On 24-08-15 16:28, Tom de Vries wrote:
On 24-08-15 11:43, Jakub Jelinek wrote:
On Mon, Jul 28, 2014 at 11:21:53AM +0200, Tom de Vries wrote:
Jakub,
we're using expand_omp_for_static_chunk with a chunk_size of one to expand the
openacc loop construct.
This results in an inner and outer loop being generated, with the inner loop
having a trip count of one, which means that the inner loop can be simplified to
just the inner loop body. However, subsequent optimizations do not manage to do
this simplification.
This patch sets the loop exit condition to true if the chunk_size is one, to
ensure that the compiler will optimize away the inner loop.
OK for gomp4 branch?
Thanks,
- Tom
2014-07-25 Tom de Vries <t...@codesourcery.com>
* omp-low.c (expand_omp_for_static_chunk): Remove inner loop if
chunk_size is one.
If that is still the case on the trunk, the patch is ok for trunk after
retesting it. Please mention the PR tree-optimization/65468 in the
ChangeLog entry and make sure there is some runtime testcase that tests
that code path (both OpenMP and OpenACC one).

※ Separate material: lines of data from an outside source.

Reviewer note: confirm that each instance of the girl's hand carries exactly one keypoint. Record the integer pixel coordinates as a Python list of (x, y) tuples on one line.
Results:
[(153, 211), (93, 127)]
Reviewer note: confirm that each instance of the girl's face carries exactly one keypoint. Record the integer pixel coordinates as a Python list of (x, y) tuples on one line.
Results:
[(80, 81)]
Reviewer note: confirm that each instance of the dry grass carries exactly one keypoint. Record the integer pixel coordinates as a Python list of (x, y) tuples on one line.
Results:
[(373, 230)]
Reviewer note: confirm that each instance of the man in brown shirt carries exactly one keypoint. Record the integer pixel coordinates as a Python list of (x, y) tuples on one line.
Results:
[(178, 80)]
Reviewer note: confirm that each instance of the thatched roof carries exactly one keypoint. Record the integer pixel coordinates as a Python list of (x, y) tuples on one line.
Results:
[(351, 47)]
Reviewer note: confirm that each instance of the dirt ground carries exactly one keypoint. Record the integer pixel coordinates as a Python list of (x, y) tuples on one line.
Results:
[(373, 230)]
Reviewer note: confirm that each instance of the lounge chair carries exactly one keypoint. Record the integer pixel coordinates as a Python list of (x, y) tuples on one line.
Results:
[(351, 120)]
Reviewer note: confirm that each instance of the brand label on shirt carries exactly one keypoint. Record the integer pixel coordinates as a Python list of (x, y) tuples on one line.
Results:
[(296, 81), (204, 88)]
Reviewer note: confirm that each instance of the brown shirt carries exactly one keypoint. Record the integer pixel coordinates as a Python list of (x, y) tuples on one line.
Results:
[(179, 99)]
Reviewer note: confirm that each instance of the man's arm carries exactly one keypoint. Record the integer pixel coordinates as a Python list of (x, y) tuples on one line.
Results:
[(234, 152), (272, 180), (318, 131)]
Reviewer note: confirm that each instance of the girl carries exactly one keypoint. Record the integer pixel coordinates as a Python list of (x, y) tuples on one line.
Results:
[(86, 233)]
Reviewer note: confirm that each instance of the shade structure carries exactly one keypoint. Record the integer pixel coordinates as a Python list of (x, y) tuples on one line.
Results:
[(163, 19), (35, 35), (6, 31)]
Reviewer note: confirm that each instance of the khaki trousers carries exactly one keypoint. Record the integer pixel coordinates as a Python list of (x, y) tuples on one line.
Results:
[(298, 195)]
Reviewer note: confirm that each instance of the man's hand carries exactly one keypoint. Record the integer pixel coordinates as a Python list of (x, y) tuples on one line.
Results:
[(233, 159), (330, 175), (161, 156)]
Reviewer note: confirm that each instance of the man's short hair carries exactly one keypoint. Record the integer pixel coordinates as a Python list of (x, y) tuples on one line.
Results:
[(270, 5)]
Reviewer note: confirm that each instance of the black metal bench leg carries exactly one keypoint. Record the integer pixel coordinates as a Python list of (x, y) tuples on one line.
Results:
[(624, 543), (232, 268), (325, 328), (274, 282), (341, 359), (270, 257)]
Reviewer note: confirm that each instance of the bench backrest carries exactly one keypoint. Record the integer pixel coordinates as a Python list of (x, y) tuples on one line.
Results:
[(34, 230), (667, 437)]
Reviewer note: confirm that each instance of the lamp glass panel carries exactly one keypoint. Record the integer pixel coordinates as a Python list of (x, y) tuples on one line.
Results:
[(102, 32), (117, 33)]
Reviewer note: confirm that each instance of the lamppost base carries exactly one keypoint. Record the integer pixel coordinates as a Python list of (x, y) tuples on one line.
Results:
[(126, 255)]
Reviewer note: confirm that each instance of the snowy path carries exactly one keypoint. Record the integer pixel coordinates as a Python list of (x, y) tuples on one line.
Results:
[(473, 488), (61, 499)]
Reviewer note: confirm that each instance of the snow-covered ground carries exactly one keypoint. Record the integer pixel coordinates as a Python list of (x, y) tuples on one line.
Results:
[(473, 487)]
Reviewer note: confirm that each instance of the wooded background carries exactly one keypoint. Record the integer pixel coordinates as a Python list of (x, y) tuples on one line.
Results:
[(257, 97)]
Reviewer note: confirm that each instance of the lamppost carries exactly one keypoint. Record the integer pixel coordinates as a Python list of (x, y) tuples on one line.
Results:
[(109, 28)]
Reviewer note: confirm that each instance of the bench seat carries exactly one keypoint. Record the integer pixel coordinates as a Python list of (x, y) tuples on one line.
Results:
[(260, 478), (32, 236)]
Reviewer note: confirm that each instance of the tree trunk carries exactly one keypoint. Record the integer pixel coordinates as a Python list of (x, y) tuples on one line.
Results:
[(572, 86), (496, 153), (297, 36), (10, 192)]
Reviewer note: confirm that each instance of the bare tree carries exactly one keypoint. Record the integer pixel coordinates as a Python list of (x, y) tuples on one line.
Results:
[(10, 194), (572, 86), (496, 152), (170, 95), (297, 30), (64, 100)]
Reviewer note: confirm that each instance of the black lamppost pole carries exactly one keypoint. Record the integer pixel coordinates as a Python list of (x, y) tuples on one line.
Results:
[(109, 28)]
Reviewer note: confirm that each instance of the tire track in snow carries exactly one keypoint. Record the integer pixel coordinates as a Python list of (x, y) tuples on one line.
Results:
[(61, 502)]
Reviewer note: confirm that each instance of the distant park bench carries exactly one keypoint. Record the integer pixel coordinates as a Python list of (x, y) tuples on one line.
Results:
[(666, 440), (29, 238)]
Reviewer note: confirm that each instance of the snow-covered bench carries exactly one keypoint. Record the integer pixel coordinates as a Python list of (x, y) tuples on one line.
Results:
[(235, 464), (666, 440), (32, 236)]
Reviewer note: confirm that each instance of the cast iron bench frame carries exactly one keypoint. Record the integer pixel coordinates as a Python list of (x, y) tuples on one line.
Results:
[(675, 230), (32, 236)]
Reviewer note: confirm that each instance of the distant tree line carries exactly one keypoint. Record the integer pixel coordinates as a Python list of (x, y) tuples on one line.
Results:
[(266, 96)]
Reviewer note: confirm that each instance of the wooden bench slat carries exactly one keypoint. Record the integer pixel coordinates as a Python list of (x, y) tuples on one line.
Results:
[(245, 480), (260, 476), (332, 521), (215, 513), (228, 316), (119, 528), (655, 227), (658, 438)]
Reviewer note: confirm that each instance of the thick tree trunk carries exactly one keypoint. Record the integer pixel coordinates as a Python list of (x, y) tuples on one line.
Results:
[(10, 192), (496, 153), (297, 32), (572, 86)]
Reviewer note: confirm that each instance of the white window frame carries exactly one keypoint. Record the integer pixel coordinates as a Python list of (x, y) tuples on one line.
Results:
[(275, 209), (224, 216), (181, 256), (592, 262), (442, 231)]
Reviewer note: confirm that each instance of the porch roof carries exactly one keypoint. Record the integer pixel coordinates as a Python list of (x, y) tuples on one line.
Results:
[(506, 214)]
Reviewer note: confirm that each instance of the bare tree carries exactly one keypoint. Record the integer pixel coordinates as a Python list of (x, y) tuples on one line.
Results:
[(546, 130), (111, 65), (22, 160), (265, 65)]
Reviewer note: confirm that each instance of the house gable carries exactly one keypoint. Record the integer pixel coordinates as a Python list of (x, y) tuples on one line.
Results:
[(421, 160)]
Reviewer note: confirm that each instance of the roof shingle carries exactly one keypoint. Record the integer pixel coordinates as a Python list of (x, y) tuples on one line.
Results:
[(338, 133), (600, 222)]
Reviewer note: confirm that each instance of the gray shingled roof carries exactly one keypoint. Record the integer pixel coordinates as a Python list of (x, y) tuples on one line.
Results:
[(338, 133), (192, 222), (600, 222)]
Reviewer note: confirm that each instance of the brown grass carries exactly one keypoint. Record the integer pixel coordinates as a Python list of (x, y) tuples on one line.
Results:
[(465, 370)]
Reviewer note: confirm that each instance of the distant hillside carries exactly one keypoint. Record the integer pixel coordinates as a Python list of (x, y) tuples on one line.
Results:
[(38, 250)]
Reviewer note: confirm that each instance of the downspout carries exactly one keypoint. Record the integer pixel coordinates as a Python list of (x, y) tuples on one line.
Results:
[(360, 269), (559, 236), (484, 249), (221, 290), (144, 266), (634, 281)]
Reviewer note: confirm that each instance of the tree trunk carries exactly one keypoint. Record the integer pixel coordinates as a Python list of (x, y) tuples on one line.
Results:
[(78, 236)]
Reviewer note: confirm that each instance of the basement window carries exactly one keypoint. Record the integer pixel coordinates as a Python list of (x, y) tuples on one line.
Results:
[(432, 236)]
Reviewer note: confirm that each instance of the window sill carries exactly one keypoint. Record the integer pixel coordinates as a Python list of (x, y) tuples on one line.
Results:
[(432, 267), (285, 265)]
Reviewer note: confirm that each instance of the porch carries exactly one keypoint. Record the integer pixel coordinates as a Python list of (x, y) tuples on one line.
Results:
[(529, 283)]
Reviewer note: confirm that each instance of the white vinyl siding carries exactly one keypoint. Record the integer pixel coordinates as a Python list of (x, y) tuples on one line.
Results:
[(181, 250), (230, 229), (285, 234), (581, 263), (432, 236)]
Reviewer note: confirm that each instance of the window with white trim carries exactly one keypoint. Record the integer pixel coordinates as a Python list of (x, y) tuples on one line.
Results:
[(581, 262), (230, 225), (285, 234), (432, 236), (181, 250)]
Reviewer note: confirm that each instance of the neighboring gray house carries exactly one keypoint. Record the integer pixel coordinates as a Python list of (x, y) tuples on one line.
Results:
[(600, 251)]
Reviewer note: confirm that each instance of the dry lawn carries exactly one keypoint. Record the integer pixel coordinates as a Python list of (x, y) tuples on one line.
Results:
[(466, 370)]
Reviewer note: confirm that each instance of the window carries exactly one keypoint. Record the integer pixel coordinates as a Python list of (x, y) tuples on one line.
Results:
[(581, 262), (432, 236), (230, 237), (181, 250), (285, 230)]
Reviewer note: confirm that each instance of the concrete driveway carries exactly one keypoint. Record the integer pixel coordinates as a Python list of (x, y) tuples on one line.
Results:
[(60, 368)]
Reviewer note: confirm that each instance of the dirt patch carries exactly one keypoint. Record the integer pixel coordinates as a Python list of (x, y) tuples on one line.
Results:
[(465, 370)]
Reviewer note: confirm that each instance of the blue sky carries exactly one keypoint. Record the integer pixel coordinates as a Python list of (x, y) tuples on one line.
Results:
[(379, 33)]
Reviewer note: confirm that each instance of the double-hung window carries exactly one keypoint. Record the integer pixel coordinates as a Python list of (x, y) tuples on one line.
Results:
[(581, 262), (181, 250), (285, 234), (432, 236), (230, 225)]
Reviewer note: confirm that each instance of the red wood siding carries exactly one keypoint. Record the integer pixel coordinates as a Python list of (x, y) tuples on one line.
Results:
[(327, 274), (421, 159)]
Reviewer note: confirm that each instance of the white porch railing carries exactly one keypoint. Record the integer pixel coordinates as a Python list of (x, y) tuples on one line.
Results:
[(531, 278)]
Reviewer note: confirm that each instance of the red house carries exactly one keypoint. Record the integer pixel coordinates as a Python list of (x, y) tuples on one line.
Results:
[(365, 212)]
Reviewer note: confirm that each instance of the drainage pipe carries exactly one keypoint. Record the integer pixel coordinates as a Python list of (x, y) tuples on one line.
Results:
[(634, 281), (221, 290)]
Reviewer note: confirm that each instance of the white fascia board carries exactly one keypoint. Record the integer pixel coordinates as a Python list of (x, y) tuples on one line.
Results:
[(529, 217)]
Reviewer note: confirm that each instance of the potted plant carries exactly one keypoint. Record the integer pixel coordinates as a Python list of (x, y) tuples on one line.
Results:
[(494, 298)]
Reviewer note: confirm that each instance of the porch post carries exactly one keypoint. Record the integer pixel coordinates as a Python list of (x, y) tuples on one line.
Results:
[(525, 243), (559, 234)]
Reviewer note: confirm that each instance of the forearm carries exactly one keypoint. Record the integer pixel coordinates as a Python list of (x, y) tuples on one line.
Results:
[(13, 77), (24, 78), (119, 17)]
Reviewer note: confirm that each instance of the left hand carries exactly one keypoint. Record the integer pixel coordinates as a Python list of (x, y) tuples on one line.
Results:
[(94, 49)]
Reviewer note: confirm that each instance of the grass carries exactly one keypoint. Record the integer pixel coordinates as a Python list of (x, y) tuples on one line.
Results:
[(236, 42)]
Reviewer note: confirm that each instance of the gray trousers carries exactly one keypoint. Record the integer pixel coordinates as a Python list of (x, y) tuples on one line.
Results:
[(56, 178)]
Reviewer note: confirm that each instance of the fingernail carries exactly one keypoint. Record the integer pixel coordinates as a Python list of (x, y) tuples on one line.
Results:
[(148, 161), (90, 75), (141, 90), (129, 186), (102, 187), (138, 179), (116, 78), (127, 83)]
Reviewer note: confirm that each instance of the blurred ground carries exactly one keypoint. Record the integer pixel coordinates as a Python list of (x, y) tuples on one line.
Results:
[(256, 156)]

Committed attached patch to trunk.
I'll look into openacc testcase for trunk.
Committed as attached.
Thanks,
- Tom
Add libgomp.oacc-c-c++-common/vector-loop.c
2015-08-24 Tom de Vries <t...@codesourcery.com>
PR tree-optimization/65468
* testsuite/libgomp.oacc-c-c++-common/vector-loop.c: New test.
---
.../libgomp.oacc-c-c++-common/vector-loop.c | 33 ++++++++++++++++++++++
1 file changed, 33 insertions(+)
create mode 100644 libgomp/testsuite/libgomp.oacc-c-c++-common/vector-loop.c
diff --git a/libgomp/testsuite/libgomp.oacc-c-c++-common/vector-loop.c b/libgomp/testsuite/libgomp.oacc-c-c++-common/vector-loop.c
new file mode 100644
index 0000000..cc915a9
--- /dev/null
+++ b/libgomp/testsuite/libgomp.oacc-c-c++-common/vector-loop.c
@@ -0,0 +1,33 @@
+/* { dg-do run } */
+
+#include <stdlib.h>
+
+#define N 1024
+
+unsigned int a[N];
+unsigned int b[N];
+unsigned int c[N];
+unsigned int n = N;
+
+int
+main (void)
+{
+ for (unsigned int i; i < n; ++i)
+ {
+ a[i] = i % 3;
+ b[i] = i % 5;
+ }
+
+#pragma acc parallel vector_length (32) copyin (a,b) copyout (c)
+ {
+#pragma acc loop /* vector clause is missing, since it's not yet supported. */
+ for (unsigned int i = 0; i < n; i++)
+ c[i] = a[i] + b[i];
+ }
+
+ for (unsigned int i; i < n; ++i)
+ if (c[i] != (i % 3) + (i % 5))
+ abort ();
+
+ return 0;
+}
--
1.9.1